Dead to rights
di
Giuseppe 'Sovrano' Schirru
Dead To Rights ha avuto una gestazione un po' lunga: in cantiere da ben due anni, e con oltre 50 artisti tra designer e programmatori, si prospettava come un prodotto di primissimo livello. Una produzione che si avvicina molto a un altro titolo molto blasonato, Max Payne di Take 2 che è riuscito a dividere la critica in due filoni, tra detrattori e grandissimi estimatori. Difatti i punti di comunanza non sono di certo pochi: DTR ripropone l'eroe solitario che deve farsi giustizia da solo, un sistema per rallentare l'azione che ricorda da vicino il bullet time, e lo stile noir che anche il titolo Take 2 ostentava in modo palese, facendo dell'azione e della violenza il proprio grido di battaglia.
Ispirato ai film d'azione, DTR ha come protagonista Jack Slate. Questi, agente di polizia di Grant City, riceve una richiesta di intervento per colpi d'arma da fuoco. Arrivato sul posto scopre qualcosa di losco, che da poliziotto modello lo trasformerà in fuggitivo braccato da tutto e tutti, polizia compresa. E' ora di cercare i responsabili. Da qui prende avvio l'avventura, nella quale nei panni di Jack dovremo tra mille difficoltà provare la nostra innocenza incriminando il vero colpevole. Trama a parte, DTR non è un semplice sparatutto in terza persona: già le parole di Andrè Emerson facevano sperare che sarebbe stato qualcosa di più. Infatti così è. Il nuovo pupillo Namco si ripropone di imitare tutte le scene tipiche dei film di azione, così attinge a piene mani copiando situazioni già viste in varie pellicole, o inserendo qualche trovata carina e particolare già apprezzata in altri videogiochi, e variegando il gameplay grazie a sezioni stealth o minigiochi che spezzettano l'avventura e danno un tocco di varietà al titolo.
Che sia un gioco vario e curato sotto molti punti di vista è fuori dubbio, e questo lo si può notare già dalle prime partite. Lo storyboard e le varie situazioni sono curate, impreziosite da una cura per i particolari che, altalenando però eccessivamente, non riesce a tenere il passo con le potenzialità che questo titolo si impegnava di offrire. Se un simile gameplay fosse stato più approfondito e curato e gli fosse stata affiancata una realizzazione tecnica di primo livello, e fossero state evitate alcune magagne, allora avremmo avuto tra le mani un titolo di qualità: purtroppo però, per via di queste grosse mancanze, ci dobbiamo accontentare della classica "occasione sprecata".
Dead to rights
Dead to rights
Dead to rights nasce da un progetto ambizioso, come mix tra uno sparatutto e un picchiaduro a scorrimento, ma risulta infarcito di luoghi comuni o di scene e trovate già viste qua e là.
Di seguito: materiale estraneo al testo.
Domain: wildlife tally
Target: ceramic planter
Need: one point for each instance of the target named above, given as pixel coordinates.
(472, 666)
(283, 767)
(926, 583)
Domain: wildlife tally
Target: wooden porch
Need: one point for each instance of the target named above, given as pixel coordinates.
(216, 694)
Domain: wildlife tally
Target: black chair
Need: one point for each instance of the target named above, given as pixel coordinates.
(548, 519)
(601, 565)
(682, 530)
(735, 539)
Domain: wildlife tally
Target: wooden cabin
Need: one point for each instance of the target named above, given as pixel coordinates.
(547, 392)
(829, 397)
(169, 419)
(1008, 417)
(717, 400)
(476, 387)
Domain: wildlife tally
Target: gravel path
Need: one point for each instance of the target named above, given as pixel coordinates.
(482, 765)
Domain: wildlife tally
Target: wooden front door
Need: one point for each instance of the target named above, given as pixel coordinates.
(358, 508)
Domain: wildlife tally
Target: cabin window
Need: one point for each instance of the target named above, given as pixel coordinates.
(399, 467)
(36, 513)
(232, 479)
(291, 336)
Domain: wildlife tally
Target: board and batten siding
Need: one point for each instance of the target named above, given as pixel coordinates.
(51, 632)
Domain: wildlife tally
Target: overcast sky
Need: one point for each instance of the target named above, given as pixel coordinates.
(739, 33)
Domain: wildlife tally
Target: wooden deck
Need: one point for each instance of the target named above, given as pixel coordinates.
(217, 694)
Difatti lo si potrebbe considerare un'accozzaglia di generi riuniti alla rinfusa, e questo non è certo un pregio: questo miscuglio si rivela un'arma a doppio taglio, perché invece di impreziosire e rendere vario il gioco lo inaridisce, dato che tutti i suddetti elementi presi in prestito sono realizzati con troppa superficialità. Quel che ne scaturisce è un gioco privo di una sua specifica identità, un minestrone che, pur avendo alcune frecce al suo arco, le sfrutta decisamente male anche per via di alcuni difetti. Tra questi annoveriamo i sottogiochi, utili solo a inframmezzare l'azione di gioco; trovano posto poi un reparto grafico che sarebbe stato meritevole di ben altra realizzazione e un gameplay che a tratti pare riunire in sé tutte le buone trovate di altri titoli, ma che poi risulta ripetitivo e scontato. La longevità poi è ridotta ai minimi termini. Cosa rimane? Rimane un prodotto che viaggia sulla corsia della sufficienza. Ci saremmo aspettati qualcosa in più: davvero un'occasione sprecata.